AVVS commented 1 year ago

Would be interesting to bench this with io_uring support as fs operations should be much faster on linux

Some weirdness is going on with win/node-14 combo during dep install

mcollina commented 1 year ago

Some weirdness is going on with win/node-14 combo during dep install

GHA is broken on that platform, just exclude it in the workflow file.

mmarchini commented 1 year ago

I'll try to take a look over the weekend :)

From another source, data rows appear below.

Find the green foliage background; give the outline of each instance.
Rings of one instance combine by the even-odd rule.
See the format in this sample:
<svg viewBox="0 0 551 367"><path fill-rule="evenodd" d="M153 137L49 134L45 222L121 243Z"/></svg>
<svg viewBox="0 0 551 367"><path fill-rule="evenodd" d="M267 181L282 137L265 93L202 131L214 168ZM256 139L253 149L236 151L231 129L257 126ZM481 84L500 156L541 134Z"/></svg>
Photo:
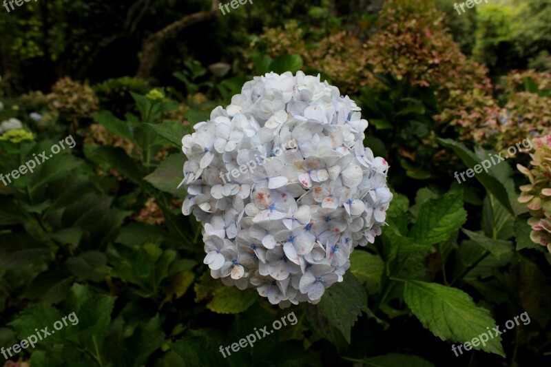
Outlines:
<svg viewBox="0 0 551 367"><path fill-rule="evenodd" d="M516 164L527 165L529 157L519 154L461 185L453 176L499 151L508 134L515 142L527 138L526 129L513 124L517 129L499 130L495 141L475 140L464 134L468 125L449 122L457 115L444 117L453 109L468 112L476 131L479 116L471 112L484 122L484 93L512 111L518 107L508 103L524 94L543 103L521 103L523 114L537 120L529 132L550 133L551 2L493 1L461 15L444 0L255 1L225 16L209 14L210 6L206 0L38 0L10 13L0 8L0 121L17 118L33 134L21 143L0 139L0 173L70 134L76 141L33 174L0 184L0 347L74 312L78 325L13 361L33 367L548 365L551 257L530 241L528 210L517 200L526 178ZM199 13L205 17L165 39L138 77L152 36ZM390 33L369 43L388 24L412 19L410 39L399 39L410 43L393 49L398 39ZM457 44L445 41L448 32ZM422 51L433 45L428 62ZM411 54L419 59L400 54L417 50ZM397 55L394 63L406 65L404 74L377 70L365 52ZM472 63L476 73L463 76L476 87L450 84L457 81L446 80L446 72L430 78L457 59L450 54L465 57L466 67ZM218 72L216 63L229 71ZM481 92L474 74L486 76L486 67L496 87ZM534 70L528 76L511 72L528 67ZM390 162L395 196L388 225L373 245L352 253L344 282L318 305L281 310L254 290L210 277L201 229L182 215L186 193L176 187L181 138L193 125L227 105L253 76L298 70L342 83L343 94L360 104L370 122L364 145ZM503 87L503 75L521 80L517 94ZM469 93L471 99L457 99ZM296 325L228 358L219 353L290 312ZM452 344L487 327L503 329L524 312L529 324L459 357L452 351Z"/></svg>

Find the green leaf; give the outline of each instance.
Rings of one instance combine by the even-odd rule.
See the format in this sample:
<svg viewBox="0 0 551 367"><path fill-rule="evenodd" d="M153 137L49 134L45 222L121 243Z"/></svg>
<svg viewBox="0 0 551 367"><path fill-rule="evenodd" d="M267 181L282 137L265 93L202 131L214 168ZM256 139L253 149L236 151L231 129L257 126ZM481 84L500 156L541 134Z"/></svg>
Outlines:
<svg viewBox="0 0 551 367"><path fill-rule="evenodd" d="M273 59L269 55L260 52L253 52L251 55L251 59L254 62L257 75L264 75L267 72L270 72L270 65Z"/></svg>
<svg viewBox="0 0 551 367"><path fill-rule="evenodd" d="M92 115L94 120L105 127L107 130L116 134L122 138L126 138L132 142L134 142L134 136L130 131L130 126L126 121L123 121L115 117L109 111L100 111Z"/></svg>
<svg viewBox="0 0 551 367"><path fill-rule="evenodd" d="M178 147L182 146L182 137L187 134L187 128L181 121L147 125L155 130L155 132Z"/></svg>
<svg viewBox="0 0 551 367"><path fill-rule="evenodd" d="M34 329L42 329L48 326L48 331L53 328L54 323L61 319L62 315L56 309L45 304L32 305L25 308L19 317L8 324L13 326L19 339L27 338L35 334ZM68 326L67 326L68 327ZM63 330L63 329L61 329ZM61 340L62 333L50 335L41 343L53 343Z"/></svg>
<svg viewBox="0 0 551 367"><path fill-rule="evenodd" d="M517 240L517 251L523 249L545 249L544 247L534 243L532 242L532 240L530 239L530 233L532 231L532 229L530 227L526 220L526 218L521 217L519 217L514 220L513 228L514 229L514 237Z"/></svg>
<svg viewBox="0 0 551 367"><path fill-rule="evenodd" d="M70 244L76 247L81 242L82 235L82 229L78 227L73 227L58 231L55 233L48 233L48 235L61 244Z"/></svg>
<svg viewBox="0 0 551 367"><path fill-rule="evenodd" d="M356 250L350 254L351 271L370 294L380 291L384 263L380 256ZM338 284L337 284L338 285Z"/></svg>
<svg viewBox="0 0 551 367"><path fill-rule="evenodd" d="M463 231L463 233L466 235L468 235L471 240L495 255L498 259L501 258L502 255L512 251L512 243L510 241L492 240L484 235L471 232L464 228L462 229L461 231Z"/></svg>
<svg viewBox="0 0 551 367"><path fill-rule="evenodd" d="M395 192L393 192L393 195L390 207L386 211L386 215L391 218L397 217L409 209L409 199L407 196Z"/></svg>
<svg viewBox="0 0 551 367"><path fill-rule="evenodd" d="M450 191L421 205L408 237L419 244L434 244L450 238L467 220L461 191Z"/></svg>
<svg viewBox="0 0 551 367"><path fill-rule="evenodd" d="M270 69L278 74L286 72L295 74L302 67L303 65L302 58L295 54L289 54L279 56L272 60Z"/></svg>
<svg viewBox="0 0 551 367"><path fill-rule="evenodd" d="M166 233L158 227L130 223L121 229L115 242L132 247L146 242L160 244L166 235Z"/></svg>
<svg viewBox="0 0 551 367"><path fill-rule="evenodd" d="M465 292L435 283L406 281L404 299L425 328L442 340L465 343L486 333L496 323L490 311L477 307ZM505 357L497 335L475 349Z"/></svg>
<svg viewBox="0 0 551 367"><path fill-rule="evenodd" d="M482 229L484 233L496 240L509 240L513 231L514 218L492 195L487 195L482 207Z"/></svg>
<svg viewBox="0 0 551 367"><path fill-rule="evenodd" d="M170 349L185 361L185 366L227 366L227 361L225 361L218 348L219 346L214 341L203 337L187 337L170 345ZM198 350L209 352L198 353ZM229 350L230 353L233 353L231 349ZM227 352L225 353L228 354ZM231 358L232 355L226 357Z"/></svg>
<svg viewBox="0 0 551 367"><path fill-rule="evenodd" d="M178 188L184 178L182 173L183 167L183 156L179 154L171 154L153 173L147 176L145 180L162 191L183 198L186 196L185 190L181 187Z"/></svg>
<svg viewBox="0 0 551 367"><path fill-rule="evenodd" d="M400 353L388 353L384 355L377 355L363 359L352 359L344 358L352 361L361 361L368 367L433 367L434 364L417 355L405 355Z"/></svg>
<svg viewBox="0 0 551 367"><path fill-rule="evenodd" d="M182 271L174 274L170 277L170 284L163 289L163 293L166 295L163 303L169 302L174 296L178 300L185 293L194 282L195 275L191 271Z"/></svg>
<svg viewBox="0 0 551 367"><path fill-rule="evenodd" d="M79 319L79 338L89 350L99 350L102 354L115 298L103 295L92 296L75 312Z"/></svg>
<svg viewBox="0 0 551 367"><path fill-rule="evenodd" d="M92 162L106 163L134 182L139 184L141 182L143 169L122 148L87 145L84 148L84 154Z"/></svg>
<svg viewBox="0 0 551 367"><path fill-rule="evenodd" d="M70 154L53 156L41 166L38 180L32 182L30 190L34 191L37 187L66 177L69 172L80 166L82 160Z"/></svg>
<svg viewBox="0 0 551 367"><path fill-rule="evenodd" d="M6 195L0 195L0 226L10 226L25 222L25 213Z"/></svg>
<svg viewBox="0 0 551 367"><path fill-rule="evenodd" d="M475 165L480 164L479 158L474 153L468 149L463 143L455 142L451 139L442 139L440 138L438 138L438 141L444 147L453 149L468 167L472 168ZM489 193L495 196L496 199L501 203L509 213L514 215L507 190L499 180L484 171L475 174L475 177Z"/></svg>
<svg viewBox="0 0 551 367"><path fill-rule="evenodd" d="M390 121L379 118L371 118L369 123L374 125L377 130L388 130L392 129L392 124Z"/></svg>
<svg viewBox="0 0 551 367"><path fill-rule="evenodd" d="M87 251L79 256L69 258L65 262L67 269L79 280L101 282L109 273L107 258L103 252Z"/></svg>
<svg viewBox="0 0 551 367"><path fill-rule="evenodd" d="M147 358L165 342L158 315L140 323L127 342L127 348L132 354L134 366L147 366Z"/></svg>
<svg viewBox="0 0 551 367"><path fill-rule="evenodd" d="M344 282L335 283L325 291L318 307L350 344L352 326L367 304L367 295L351 272L346 272L344 277Z"/></svg>
<svg viewBox="0 0 551 367"><path fill-rule="evenodd" d="M240 291L234 286L224 286L215 291L207 308L216 313L239 313L247 311L258 298L252 289Z"/></svg>

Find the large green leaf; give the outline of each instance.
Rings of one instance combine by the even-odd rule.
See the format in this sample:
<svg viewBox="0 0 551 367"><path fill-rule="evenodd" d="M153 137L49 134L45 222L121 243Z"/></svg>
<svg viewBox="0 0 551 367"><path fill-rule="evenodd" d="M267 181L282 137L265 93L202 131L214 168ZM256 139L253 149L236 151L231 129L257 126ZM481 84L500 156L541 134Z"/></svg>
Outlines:
<svg viewBox="0 0 551 367"><path fill-rule="evenodd" d="M143 177L142 167L129 157L122 148L86 146L84 154L90 160L106 163L136 183L140 183Z"/></svg>
<svg viewBox="0 0 551 367"><path fill-rule="evenodd" d="M258 299L252 289L240 291L233 286L223 286L213 293L207 308L217 313L239 313L247 311Z"/></svg>
<svg viewBox="0 0 551 367"><path fill-rule="evenodd" d="M168 192L178 198L184 198L185 190L178 188L184 178L183 169L184 158L181 154L171 154L165 159L153 173L145 177L145 180L159 190Z"/></svg>
<svg viewBox="0 0 551 367"><path fill-rule="evenodd" d="M351 271L371 294L379 291L384 263L380 256L356 250L350 254Z"/></svg>
<svg viewBox="0 0 551 367"><path fill-rule="evenodd" d="M346 272L342 282L335 283L325 291L318 307L329 324L340 331L350 343L352 326L367 305L367 295L351 272Z"/></svg>
<svg viewBox="0 0 551 367"><path fill-rule="evenodd" d="M512 251L512 243L510 241L503 241L503 240L493 240L484 235L472 232L464 228L463 232L469 238L477 242L478 244L495 255L497 258L500 258L502 255Z"/></svg>
<svg viewBox="0 0 551 367"><path fill-rule="evenodd" d="M475 165L480 164L480 160L477 156L468 149L463 143L455 142L451 139L442 139L440 138L438 138L438 141L444 147L453 149L468 168L472 168ZM484 171L475 174L475 177L488 192L495 196L509 213L514 215L507 190L499 180Z"/></svg>
<svg viewBox="0 0 551 367"><path fill-rule="evenodd" d="M82 160L70 154L52 156L50 160L43 163L37 179L32 182L30 190L34 191L37 187L66 177L69 172L81 163Z"/></svg>
<svg viewBox="0 0 551 367"><path fill-rule="evenodd" d="M487 195L482 207L482 229L490 238L509 240L514 235L514 217L493 195Z"/></svg>
<svg viewBox="0 0 551 367"><path fill-rule="evenodd" d="M130 131L129 124L115 117L109 111L100 111L92 115L94 120L103 125L110 132L118 135L122 138L126 138L132 142L134 142L134 136Z"/></svg>
<svg viewBox="0 0 551 367"><path fill-rule="evenodd" d="M348 359L348 358L344 358ZM356 359L350 359L359 361ZM362 359L362 364L367 367L432 367L434 364L417 355L400 353L389 353Z"/></svg>
<svg viewBox="0 0 551 367"><path fill-rule="evenodd" d="M530 239L530 233L532 231L532 229L526 220L526 218L522 217L519 217L514 220L513 228L514 229L514 237L517 240L517 251L523 249L544 250L545 247L543 246L534 243Z"/></svg>
<svg viewBox="0 0 551 367"><path fill-rule="evenodd" d="M404 299L423 326L442 340L465 343L495 326L490 311L477 307L465 292L436 283L406 282ZM499 335L475 349L505 357Z"/></svg>
<svg viewBox="0 0 551 367"><path fill-rule="evenodd" d="M155 130L155 132L178 147L182 145L182 137L189 132L188 128L184 126L181 121L147 125Z"/></svg>
<svg viewBox="0 0 551 367"><path fill-rule="evenodd" d="M461 191L450 191L421 205L408 237L419 244L434 244L450 238L467 220Z"/></svg>

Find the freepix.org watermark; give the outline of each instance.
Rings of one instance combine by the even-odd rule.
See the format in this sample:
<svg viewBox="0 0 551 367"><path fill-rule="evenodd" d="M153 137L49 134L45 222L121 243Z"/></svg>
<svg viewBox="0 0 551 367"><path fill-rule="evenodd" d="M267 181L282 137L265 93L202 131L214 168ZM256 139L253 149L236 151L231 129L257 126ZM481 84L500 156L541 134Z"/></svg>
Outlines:
<svg viewBox="0 0 551 367"><path fill-rule="evenodd" d="M27 174L27 172L30 172L31 174L33 173L37 165L40 165L48 159L51 158L54 156L54 154L57 154L61 151L61 149L65 149L65 144L67 144L67 147L70 148L74 148L74 146L76 145L76 143L74 141L74 139L72 135L70 135L64 140L59 140L58 144L59 144L59 145L54 144L50 150L52 151L52 154L50 154L50 156L46 156L45 150L39 154L38 156L37 156L36 154L33 153L33 159L28 160L25 165L19 167L19 168L17 169L14 169L6 176L0 174L0 181L1 181L6 186L8 186L8 184L12 183L12 180L15 180L19 178L20 176L23 176ZM7 182L6 180L8 180Z"/></svg>
<svg viewBox="0 0 551 367"><path fill-rule="evenodd" d="M530 139L524 139L521 143L522 143L522 146L524 147L524 148L526 150L532 149L532 142L530 140ZM501 151L497 154L494 154L493 156L492 156L492 154L488 154L488 156L490 156L490 159L485 159L484 160L480 162L480 165L476 165L472 168L469 168L466 171L460 172L459 175L457 174L457 171L456 171L454 173L453 176L457 179L458 182L463 183L465 182L465 177L464 176L464 175L465 174L467 175L467 177L471 178L472 177L475 177L475 174L479 174L482 172L483 169L486 173L488 173L488 170L492 165L499 165L506 159L508 159L509 157L514 156L517 154L517 149L519 151L522 150L521 149L521 143L517 143L515 145L515 145L511 145L510 147L507 148L507 155L506 155L505 157L501 156L502 153ZM461 181L459 180L459 176L463 179L463 181Z"/></svg>
<svg viewBox="0 0 551 367"><path fill-rule="evenodd" d="M229 10L229 6L231 6L232 9L237 9L239 8L240 5L245 5L247 2L249 1L251 4L253 3L253 0L231 0L229 3L226 4L223 4L222 3L218 4L218 9L222 12L222 15L226 15L226 12L229 12L231 10ZM226 7L226 12L224 11L224 7Z"/></svg>
<svg viewBox="0 0 551 367"><path fill-rule="evenodd" d="M486 346L486 342L490 340L490 337L494 339L497 335L501 335L503 333L506 333L508 330L511 330L515 326L519 326L520 324L519 323L519 319L522 321L523 325L528 325L530 324L530 316L528 316L528 313L525 311L518 316L513 317L514 321L508 320L507 322L506 322L505 327L507 328L503 329L503 331L499 330L499 326L496 326L496 327L492 328L492 330L490 330L490 327L488 326L486 328L488 333L482 333L478 336L478 337L473 337L470 342L466 342L462 344L459 344L457 346L457 350L459 351L459 353L463 354L461 347L464 348L465 350L470 350L473 346L478 346L480 344ZM488 335L488 334L490 335ZM459 355L457 354L457 350L455 350L455 344L452 346L452 350L453 350L453 353L455 353L455 357L459 357Z"/></svg>
<svg viewBox="0 0 551 367"><path fill-rule="evenodd" d="M34 0L34 2L36 3L37 1L38 0ZM12 10L14 10L15 8L13 6L13 3L15 3L15 5L17 5L17 6L21 6L23 5L23 1L25 3L28 3L29 1L30 1L30 0L10 0L9 1L7 0L4 0L3 6L4 8L6 8L6 10L8 10L8 12L9 13L11 10L10 10L10 8L8 7L8 4L10 4L10 7L12 8Z"/></svg>
<svg viewBox="0 0 551 367"><path fill-rule="evenodd" d="M222 180L224 181L224 183L226 183L226 180L224 179L225 176L228 179L228 182L231 180L231 178L229 178L229 175L231 174L231 176L233 178L237 178L239 177L239 175L241 174L245 174L247 171L250 171L253 173L255 169L257 167L256 163L258 163L258 166L262 166L267 162L269 162L270 160L273 159L276 157L278 157L281 156L286 150L287 149L292 149L297 147L297 142L295 141L295 139L289 141L287 144L282 144L281 147L277 147L272 150L271 156L269 157L267 157L266 154L260 155L260 157L256 156L256 160L251 160L245 164L241 165L239 166L239 169L234 168L229 172L224 172L220 173L220 178L222 178Z"/></svg>
<svg viewBox="0 0 551 367"><path fill-rule="evenodd" d="M292 318L291 316L293 316ZM283 326L287 326L287 323L285 322L285 317L287 318L287 321L289 321L291 325L296 325L297 322L298 322L298 319L297 319L297 317L295 315L295 312L293 311L291 313L286 315L285 316L283 316L281 318L281 321L280 320L274 321L271 324L272 327L276 330L279 330ZM225 348L222 348L222 346L220 346L220 353L222 353L222 355L224 356L224 358L226 358L227 356L226 354L224 353L224 350L226 350L226 352L228 353L228 355L231 355L231 353L229 351L230 346L231 347L231 350L233 352L239 351L240 348L246 347L247 344L252 347L253 344L257 340L260 340L262 337L273 333L273 330L268 331L266 330L267 328L268 328L268 326L264 326L260 330L256 330L256 328L254 328L254 333L251 333L248 335L247 335L246 338L240 339L239 341L239 344L233 343L231 344L231 346L228 346ZM260 333L262 333L262 336L260 336L259 331ZM258 337L258 339L256 339L257 337Z"/></svg>
<svg viewBox="0 0 551 367"><path fill-rule="evenodd" d="M41 329L40 331L39 331L38 328L35 328L34 331L37 332L36 335L32 334L30 337L27 337L26 339L23 339L19 343L15 344L10 348L4 348L3 347L1 349L0 349L0 353L2 353L2 355L4 356L4 358L8 359L8 358L13 357L12 350L13 350L14 354L17 354L23 349L27 349L30 346L31 348L34 348L34 344L37 344L39 340L43 340L52 334L55 334L56 331L61 330L64 326L67 326L68 325L67 323L67 319L69 319L69 321L71 322L72 325L75 326L79 324L79 317L76 316L76 314L74 312L71 313L67 316L64 316L61 318L63 322L62 321L56 321L54 323L54 328L56 330L48 331L48 326ZM10 355L10 357L8 357L8 355Z"/></svg>

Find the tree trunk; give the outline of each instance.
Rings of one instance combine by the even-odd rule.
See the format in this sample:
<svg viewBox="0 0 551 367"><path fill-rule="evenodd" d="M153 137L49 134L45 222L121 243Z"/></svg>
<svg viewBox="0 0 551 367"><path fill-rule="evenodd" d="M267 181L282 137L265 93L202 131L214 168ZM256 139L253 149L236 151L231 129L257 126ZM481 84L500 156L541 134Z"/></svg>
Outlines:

Would be interesting to bench this with io_uring support as fs operations should be much faster on linux

I have a Linux machine I can try it on. Will report back with the results

AVVS commented 1 year ago

anything I should do with this to move it forward? :)

mcollina commented 1 year ago

@mmarchini could you take a quick look? I would prefer if this did not break you. Otherwise I'm ok to ship it in the coming weeks.